/kafka-cffi

Primary LanguagePythonMIT LicenseMIT

CFFI based Python client for Apache Kafka

kafka-cffi is a CFFI wrapper around librdkafka

Features:

  • API compatiblity with confluent-kafka allows it to be used as a drop in replacement
  • Significantly better performance when used in PyPy (benchmarks below)
  • Tested against confluent-kafka's test suite

Progress:

  • Producer
  • Consumer
  • AvroProducer
  • AvroConsumer

Usage

Usage examples wholesale copied from confluent-kafka

Producer:

from kafka_cffi import Producer


p = Producer({'bootstrap.servers': 'mybroker1,mybroker2'})

def delivery_report(err, msg):
    """ Called once for each message produced to indicate delivery result.
        Triggered by poll() or flush(). """
    if err is not None:
        print('Message delivery failed: {}'.format(err))
    else:
        print('Message delivered to {} [{}]'.format(msg.topic(), msg.partition()))

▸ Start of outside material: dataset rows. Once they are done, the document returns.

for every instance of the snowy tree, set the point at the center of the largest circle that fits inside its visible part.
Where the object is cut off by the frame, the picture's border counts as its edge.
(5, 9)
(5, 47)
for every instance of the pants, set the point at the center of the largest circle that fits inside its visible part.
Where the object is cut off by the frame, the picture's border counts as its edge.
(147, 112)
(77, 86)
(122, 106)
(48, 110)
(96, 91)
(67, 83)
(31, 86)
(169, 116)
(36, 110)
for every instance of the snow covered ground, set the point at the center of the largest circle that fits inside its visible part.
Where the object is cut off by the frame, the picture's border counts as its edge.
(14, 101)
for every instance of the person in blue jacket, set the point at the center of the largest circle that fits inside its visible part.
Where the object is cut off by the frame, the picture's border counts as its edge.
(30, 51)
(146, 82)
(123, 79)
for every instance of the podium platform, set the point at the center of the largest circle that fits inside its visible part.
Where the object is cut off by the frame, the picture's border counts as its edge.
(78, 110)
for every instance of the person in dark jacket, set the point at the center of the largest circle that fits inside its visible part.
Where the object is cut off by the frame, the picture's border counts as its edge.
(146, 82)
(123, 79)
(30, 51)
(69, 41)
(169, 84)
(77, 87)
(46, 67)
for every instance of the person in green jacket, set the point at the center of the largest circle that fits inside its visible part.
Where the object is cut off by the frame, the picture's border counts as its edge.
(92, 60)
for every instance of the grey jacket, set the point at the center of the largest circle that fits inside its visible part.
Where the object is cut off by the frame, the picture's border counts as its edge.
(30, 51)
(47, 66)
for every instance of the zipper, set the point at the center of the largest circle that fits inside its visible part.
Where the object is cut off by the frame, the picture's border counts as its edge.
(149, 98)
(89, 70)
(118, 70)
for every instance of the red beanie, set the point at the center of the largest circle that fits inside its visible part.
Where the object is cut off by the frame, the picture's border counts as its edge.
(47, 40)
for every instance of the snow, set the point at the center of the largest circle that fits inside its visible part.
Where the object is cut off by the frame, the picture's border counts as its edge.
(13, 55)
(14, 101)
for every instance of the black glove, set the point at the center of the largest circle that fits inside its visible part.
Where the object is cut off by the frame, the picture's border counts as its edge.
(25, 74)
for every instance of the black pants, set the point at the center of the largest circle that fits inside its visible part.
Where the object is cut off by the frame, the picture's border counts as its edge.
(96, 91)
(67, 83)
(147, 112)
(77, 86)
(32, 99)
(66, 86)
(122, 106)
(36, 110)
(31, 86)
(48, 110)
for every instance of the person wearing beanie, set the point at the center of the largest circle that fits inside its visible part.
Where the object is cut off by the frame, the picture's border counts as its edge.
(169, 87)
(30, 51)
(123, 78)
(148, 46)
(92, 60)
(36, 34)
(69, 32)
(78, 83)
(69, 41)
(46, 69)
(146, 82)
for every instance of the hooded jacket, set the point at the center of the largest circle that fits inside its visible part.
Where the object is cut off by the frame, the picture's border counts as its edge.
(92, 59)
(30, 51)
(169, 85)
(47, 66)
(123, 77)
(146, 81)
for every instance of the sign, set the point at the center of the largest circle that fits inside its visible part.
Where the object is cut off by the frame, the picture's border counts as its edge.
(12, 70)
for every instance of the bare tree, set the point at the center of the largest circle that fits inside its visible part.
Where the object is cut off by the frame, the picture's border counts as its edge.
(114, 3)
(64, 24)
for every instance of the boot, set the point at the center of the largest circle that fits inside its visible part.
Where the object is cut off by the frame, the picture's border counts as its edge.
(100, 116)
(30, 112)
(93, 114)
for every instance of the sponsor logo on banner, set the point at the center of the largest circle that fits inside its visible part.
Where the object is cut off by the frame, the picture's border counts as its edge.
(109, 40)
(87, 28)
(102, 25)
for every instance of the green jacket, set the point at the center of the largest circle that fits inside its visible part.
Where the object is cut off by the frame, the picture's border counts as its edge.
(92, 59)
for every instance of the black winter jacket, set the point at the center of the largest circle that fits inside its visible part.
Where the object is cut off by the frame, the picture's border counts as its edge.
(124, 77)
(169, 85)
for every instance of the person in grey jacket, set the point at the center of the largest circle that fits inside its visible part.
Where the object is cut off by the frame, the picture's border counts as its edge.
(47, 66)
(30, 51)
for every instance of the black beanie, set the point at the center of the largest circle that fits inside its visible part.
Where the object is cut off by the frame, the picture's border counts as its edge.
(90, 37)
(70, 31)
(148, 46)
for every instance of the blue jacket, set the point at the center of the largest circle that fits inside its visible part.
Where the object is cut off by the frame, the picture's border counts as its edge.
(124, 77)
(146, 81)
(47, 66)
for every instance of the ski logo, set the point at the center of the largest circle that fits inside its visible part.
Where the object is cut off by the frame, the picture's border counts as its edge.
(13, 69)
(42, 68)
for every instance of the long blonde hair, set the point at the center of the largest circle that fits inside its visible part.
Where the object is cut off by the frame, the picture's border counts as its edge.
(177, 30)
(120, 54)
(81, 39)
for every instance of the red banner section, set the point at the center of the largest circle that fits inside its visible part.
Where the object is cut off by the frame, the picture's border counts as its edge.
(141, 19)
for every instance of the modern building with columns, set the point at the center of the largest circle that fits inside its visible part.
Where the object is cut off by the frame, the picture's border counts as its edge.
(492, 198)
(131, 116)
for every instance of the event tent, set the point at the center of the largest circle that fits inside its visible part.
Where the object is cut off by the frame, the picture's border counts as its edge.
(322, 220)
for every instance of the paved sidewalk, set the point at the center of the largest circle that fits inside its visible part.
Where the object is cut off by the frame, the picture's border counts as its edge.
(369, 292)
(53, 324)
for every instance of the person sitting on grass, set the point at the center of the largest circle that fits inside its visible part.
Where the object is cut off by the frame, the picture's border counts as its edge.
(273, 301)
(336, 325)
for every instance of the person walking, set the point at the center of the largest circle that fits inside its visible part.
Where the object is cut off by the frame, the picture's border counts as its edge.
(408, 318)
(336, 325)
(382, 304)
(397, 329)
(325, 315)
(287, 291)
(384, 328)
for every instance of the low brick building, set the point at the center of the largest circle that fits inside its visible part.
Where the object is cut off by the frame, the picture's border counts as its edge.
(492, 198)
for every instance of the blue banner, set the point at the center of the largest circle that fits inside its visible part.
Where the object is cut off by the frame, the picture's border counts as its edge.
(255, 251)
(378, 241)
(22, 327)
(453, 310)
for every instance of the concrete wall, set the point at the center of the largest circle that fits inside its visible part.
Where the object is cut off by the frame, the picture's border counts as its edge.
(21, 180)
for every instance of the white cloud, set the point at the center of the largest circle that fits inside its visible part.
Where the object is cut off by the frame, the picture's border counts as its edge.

for data in some_data_source:
    # Trigger any available delivery report callbacks from previous produce() calls
    p.poll(0)

    # Asynchronously produce a message, the delivery report callback
    # will be triggered from poll() above, or flush() below, when the message has
    # been successfully delivered or failed permanently.
    p.produce('mytopic', data.encode('utf-8'), callback=delivery_report)

# Wait for any outstanding messages to be delivered and delivery report
# callbacks to be triggered.
p.flush()

Install

Prerequisites:

  • CPython / PyPy 2.7x & 3.x
  • librdkafka >= v0.11.4

Tests

For now only we are only passing Producer and integration_test.py --producer tests. The goal is to pass all of confluent-kafka's tests.

Performance

The benchmarks directory contains the jupyter notebooks used for benchmarks. Here are the results we have gathered so far on a core i7 2.6GHz Macbook Pro 13. On PyPy, kafka-cffi Producers are 4-5x faster than confluent-kafka.

Producer

Client Platform Message Size DR Callbacks msgs / s
confluent-kafka CPython 2.7 100 n 415,044
confluent-kafka CPython 2.7 450 n 205,385
confluent-kafka CPython 2.7 450 y 230,279
kafka-cffi CPython 2.7 100 n 297,487
kafka-cffi CPython 2.7 450 n 153,077
kafka-cffi CPython 2.7 450 y 110,479
confluent-kafka PyPy 2.7 100 n 198,912
confluent-kafka PyPy 2.7 450 n 85,064
confluent-kafka PyPy 2.7 450 y 62,478
kafka-cffi PyPy 2.7 100 n 852,946
kafka-cffi PyPy 2.7 450 n 435,655
kafka-cffi PyPy 2.7 450 y 263,587